À Cuba, sous l’ère Castro, « fermer les yeux revient à les ouvrir sur la mort ». Chloé, une poétesse qui refuse toutes les compromissions, en fait l’amère expérience. Elle qui tente de se remettre de la mort de ses parents, se retrouve au cœur de toutes les manipulations politiques. Coincée entre les résistants et les oppresseurs, elle rejette le rôle prédéfini que chacun veut lui attribuer. Même la notion de dissidente, qui sonne pourtant comme un éloge, ne lui convient pas, parce qu’il a été décidé par d’autres. En voyage à Mexico où elle espère quitter la lourdeur de l’appareil d’État cubain, elle croise la diaspora qui ne lui fait pas bon accueil. Ses compatriotes voient la trahison partout. Avec perspicacité, Chloé y reconnaît les « tactiques du totalitarisme », incompréhensiblement intégrées par ceux censés les combattre : « répandre le soupçon, diviser en lançant de fausses pistes, vaincre grâce à la rumeur ».

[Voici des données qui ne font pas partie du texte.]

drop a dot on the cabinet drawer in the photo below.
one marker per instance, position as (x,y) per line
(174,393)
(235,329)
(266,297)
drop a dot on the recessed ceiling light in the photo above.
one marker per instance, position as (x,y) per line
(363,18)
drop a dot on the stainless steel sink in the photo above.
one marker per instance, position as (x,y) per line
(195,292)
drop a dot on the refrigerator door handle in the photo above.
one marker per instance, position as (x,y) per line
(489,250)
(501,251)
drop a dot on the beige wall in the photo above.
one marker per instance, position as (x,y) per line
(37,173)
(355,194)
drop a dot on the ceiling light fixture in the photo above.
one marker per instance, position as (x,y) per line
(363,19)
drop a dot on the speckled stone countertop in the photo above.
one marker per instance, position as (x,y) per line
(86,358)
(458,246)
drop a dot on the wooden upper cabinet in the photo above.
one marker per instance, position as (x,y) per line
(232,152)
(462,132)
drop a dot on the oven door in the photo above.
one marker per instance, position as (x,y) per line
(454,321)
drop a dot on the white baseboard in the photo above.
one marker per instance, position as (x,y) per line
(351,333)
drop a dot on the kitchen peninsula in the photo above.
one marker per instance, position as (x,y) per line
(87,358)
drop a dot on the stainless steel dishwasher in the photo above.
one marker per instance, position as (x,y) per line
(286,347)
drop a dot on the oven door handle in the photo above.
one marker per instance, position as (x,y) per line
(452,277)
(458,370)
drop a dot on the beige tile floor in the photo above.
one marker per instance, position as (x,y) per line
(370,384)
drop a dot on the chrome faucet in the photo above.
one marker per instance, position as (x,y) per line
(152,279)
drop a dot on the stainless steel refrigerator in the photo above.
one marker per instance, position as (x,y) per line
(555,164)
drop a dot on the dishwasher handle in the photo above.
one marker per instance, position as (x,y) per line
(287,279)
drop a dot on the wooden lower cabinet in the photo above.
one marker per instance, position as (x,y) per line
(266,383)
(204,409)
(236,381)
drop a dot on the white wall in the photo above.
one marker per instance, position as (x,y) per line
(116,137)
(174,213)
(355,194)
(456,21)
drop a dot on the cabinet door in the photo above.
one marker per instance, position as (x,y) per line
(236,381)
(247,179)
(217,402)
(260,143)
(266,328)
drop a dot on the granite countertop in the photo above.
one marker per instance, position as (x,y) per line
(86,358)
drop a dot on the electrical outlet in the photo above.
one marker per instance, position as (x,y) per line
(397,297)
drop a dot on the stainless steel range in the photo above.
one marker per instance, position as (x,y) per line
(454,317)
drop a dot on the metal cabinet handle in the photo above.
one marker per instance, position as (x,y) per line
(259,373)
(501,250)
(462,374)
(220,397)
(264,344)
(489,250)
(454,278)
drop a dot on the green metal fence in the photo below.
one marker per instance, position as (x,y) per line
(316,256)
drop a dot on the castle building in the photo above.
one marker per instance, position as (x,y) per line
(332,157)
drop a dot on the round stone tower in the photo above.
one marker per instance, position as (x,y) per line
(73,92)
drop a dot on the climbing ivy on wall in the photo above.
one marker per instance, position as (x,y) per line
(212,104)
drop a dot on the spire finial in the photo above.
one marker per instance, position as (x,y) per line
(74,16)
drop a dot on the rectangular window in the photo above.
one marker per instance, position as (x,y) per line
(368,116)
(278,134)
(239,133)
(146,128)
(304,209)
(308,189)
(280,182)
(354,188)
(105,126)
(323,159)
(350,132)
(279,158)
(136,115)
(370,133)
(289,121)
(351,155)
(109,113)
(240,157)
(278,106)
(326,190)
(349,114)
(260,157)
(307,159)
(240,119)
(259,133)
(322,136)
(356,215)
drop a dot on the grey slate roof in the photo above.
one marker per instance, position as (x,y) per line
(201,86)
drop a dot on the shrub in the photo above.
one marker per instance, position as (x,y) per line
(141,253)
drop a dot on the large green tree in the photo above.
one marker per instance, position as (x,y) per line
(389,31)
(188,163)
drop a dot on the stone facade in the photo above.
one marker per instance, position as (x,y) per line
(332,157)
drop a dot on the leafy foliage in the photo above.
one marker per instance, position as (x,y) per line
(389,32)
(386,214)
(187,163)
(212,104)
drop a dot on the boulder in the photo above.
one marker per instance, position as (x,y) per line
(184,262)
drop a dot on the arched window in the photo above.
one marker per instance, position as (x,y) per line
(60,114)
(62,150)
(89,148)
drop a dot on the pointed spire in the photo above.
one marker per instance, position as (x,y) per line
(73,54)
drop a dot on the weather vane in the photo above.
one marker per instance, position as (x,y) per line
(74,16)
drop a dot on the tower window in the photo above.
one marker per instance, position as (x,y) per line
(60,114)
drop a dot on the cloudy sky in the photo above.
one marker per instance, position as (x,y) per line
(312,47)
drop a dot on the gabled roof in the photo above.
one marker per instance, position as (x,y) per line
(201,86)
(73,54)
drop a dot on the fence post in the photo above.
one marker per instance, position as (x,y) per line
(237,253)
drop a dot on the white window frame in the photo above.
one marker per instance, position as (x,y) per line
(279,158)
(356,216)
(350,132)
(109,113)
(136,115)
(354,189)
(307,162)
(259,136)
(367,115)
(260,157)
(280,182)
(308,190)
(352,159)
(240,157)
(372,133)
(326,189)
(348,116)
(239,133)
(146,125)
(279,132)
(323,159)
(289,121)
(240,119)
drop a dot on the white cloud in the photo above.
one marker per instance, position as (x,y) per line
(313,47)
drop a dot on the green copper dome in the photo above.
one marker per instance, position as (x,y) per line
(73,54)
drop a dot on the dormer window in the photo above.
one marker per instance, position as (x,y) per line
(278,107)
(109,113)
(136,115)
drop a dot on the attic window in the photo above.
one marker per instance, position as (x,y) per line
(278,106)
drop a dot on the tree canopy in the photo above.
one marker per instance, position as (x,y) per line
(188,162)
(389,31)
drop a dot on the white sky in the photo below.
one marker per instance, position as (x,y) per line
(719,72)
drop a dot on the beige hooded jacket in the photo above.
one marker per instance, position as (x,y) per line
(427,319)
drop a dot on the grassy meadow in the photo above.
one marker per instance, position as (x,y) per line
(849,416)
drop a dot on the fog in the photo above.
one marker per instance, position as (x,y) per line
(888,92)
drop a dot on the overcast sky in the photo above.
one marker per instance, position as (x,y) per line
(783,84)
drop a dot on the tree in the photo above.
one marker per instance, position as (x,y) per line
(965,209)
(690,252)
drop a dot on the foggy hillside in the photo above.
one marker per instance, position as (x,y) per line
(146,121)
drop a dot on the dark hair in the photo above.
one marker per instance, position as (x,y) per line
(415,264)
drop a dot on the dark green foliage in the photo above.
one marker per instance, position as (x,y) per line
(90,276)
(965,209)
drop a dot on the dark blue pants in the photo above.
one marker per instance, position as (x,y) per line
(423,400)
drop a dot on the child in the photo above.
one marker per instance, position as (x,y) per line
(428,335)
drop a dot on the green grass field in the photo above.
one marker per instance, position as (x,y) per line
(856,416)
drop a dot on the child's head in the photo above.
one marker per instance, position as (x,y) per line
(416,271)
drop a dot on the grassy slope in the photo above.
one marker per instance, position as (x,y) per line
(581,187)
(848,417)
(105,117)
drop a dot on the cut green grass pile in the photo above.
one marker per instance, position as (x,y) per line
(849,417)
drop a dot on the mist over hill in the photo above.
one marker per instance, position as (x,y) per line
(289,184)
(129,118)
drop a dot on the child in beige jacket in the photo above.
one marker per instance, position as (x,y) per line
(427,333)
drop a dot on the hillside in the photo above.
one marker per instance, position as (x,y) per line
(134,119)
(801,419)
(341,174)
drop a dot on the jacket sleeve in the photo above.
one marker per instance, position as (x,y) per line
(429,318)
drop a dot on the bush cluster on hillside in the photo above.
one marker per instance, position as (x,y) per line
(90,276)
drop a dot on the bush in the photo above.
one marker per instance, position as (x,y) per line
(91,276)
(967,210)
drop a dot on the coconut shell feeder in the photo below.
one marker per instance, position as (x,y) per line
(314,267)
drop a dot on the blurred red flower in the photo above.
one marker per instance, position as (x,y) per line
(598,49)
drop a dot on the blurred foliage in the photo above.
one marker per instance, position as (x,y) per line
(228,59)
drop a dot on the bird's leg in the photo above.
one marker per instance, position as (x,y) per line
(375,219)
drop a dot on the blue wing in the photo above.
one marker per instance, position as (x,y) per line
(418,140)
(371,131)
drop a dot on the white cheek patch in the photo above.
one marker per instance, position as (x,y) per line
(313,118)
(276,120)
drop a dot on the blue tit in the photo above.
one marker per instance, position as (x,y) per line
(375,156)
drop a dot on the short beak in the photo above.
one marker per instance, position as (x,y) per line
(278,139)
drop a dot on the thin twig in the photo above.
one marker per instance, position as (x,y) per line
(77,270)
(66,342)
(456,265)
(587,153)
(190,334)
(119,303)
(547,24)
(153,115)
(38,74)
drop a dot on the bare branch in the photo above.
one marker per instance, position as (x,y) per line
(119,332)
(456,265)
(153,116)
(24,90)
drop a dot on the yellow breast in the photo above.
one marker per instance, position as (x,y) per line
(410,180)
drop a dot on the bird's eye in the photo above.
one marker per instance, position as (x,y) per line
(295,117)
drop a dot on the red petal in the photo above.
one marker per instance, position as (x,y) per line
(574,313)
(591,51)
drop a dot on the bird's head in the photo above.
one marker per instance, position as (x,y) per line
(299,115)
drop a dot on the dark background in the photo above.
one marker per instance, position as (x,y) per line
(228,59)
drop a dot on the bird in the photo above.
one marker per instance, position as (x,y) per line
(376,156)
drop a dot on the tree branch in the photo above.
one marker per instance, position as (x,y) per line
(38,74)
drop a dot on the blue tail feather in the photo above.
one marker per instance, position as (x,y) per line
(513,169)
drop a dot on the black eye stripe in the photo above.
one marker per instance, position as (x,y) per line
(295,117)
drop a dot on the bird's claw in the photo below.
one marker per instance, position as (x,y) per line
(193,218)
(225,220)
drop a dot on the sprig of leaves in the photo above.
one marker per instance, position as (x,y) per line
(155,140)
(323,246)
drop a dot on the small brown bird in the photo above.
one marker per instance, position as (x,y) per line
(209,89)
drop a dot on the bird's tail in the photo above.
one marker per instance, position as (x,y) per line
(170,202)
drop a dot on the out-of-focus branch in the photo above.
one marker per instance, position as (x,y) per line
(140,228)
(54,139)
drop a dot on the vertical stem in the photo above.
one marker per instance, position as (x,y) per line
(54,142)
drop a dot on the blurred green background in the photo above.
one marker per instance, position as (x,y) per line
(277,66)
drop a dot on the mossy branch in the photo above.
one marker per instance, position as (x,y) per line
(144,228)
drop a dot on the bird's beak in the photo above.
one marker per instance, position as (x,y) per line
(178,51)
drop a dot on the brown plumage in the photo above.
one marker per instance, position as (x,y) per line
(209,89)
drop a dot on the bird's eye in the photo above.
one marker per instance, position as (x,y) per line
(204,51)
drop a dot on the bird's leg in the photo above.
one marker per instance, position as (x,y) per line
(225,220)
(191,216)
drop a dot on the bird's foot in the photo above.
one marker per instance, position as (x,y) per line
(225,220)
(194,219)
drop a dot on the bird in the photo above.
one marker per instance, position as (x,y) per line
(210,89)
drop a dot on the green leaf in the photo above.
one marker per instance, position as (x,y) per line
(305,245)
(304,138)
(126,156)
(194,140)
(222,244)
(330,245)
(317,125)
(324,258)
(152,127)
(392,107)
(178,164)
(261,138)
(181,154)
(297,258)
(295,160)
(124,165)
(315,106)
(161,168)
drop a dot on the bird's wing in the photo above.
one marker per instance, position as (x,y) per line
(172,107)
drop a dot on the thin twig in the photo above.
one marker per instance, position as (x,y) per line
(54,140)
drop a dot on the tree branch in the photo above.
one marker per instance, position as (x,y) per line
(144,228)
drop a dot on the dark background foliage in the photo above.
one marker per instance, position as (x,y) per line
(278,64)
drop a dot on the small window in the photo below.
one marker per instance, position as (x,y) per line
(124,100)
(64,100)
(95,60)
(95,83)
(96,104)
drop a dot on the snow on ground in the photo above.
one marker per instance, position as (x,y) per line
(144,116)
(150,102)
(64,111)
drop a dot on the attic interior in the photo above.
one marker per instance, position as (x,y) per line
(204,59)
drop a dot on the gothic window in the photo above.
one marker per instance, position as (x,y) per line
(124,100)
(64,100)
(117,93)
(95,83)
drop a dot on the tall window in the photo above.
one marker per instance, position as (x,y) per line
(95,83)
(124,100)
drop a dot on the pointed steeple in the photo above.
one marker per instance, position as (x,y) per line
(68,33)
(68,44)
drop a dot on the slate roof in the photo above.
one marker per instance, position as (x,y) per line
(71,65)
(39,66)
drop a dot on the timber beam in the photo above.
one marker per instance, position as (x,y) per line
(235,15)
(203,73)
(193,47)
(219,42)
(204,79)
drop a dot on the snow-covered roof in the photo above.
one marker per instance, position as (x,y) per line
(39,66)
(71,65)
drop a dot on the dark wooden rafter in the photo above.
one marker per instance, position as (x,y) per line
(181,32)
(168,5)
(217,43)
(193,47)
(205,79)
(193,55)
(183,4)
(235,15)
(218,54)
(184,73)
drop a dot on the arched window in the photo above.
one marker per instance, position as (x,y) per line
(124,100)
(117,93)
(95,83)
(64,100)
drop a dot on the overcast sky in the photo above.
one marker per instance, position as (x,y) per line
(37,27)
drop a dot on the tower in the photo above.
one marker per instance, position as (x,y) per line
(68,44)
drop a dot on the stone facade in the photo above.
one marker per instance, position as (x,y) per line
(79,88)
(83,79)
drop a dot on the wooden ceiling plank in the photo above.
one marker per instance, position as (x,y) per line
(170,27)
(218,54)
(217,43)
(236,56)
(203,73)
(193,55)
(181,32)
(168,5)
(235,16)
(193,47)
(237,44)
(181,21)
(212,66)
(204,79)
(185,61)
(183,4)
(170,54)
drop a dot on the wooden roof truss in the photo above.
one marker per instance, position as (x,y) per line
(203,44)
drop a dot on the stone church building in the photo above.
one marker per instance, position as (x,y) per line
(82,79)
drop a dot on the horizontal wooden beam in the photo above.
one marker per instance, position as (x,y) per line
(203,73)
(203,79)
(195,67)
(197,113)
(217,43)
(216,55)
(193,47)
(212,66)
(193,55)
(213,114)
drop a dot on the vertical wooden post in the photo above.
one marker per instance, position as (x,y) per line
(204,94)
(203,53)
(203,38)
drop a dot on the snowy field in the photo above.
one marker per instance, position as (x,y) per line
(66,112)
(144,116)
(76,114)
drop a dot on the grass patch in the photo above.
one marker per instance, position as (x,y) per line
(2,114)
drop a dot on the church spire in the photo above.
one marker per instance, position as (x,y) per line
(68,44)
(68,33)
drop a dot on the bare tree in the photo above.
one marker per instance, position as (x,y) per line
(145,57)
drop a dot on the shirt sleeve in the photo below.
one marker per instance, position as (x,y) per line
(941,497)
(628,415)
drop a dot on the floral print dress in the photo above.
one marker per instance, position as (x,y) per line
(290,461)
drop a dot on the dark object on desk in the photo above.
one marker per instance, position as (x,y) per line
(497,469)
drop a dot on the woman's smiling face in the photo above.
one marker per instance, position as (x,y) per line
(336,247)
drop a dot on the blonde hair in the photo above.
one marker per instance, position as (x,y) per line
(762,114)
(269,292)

Chez Wendy Guerra, la révolution et la contre-révolution se rejoignent sur ce plus petit dénominateur commun. Les exilés, pourtant libres, restent prisonniers de leurs traumatismes. De retour sur son île, Chloé se réfugie dans l’écriture pour « vaincre l’enfermement ». Autour de l’écrivaine gravitent Márgara, sa femme de ménage, agent de surveillance des services secrets, qui tente néanmoins de la protéger, Alberto, un « ami » qui, lui aussi, renseigne les autorités. Gerónimo, un acteur hollywoodien d’origine nicaraguayenne, aide Chloé à faire toute la lumière sur son histoire familiale. Notamment sur l’identité de son véritable père, peut-être fusillé par le régime et depuis tombé dans l’oubli. Un rendez-vous avec le chanteur Sting, qui veut utiliser ses poèmes dans ses chansons, et une rencontre manquée avec Gabriel García Márquez parachèvent cette tranche de vie chaotique qui louvoie entre La Havane, Mexico, New York et Paris. Des poèmes insérés entretiennent le souffle de ce combat pacifique pour la liberté : « Dis, au moins, ta vérité. Et après, laisse arriver n’importe quoi ».
Franck Mannoni
Un dimanche de révolution de Wendy Guerra
Traduit de l’espagnol (Cuba) par Marianne Million, Buchet Chastel, 216 pages, 19 €
Domaine étranger Un dimanche de révolution
novembre 2017 | Le Matricule des Anges n°188
| par
Franck Mannoni
Un livre
Par
Franck Mannoni
Le Matricule des Anges n°188
, novembre 2017.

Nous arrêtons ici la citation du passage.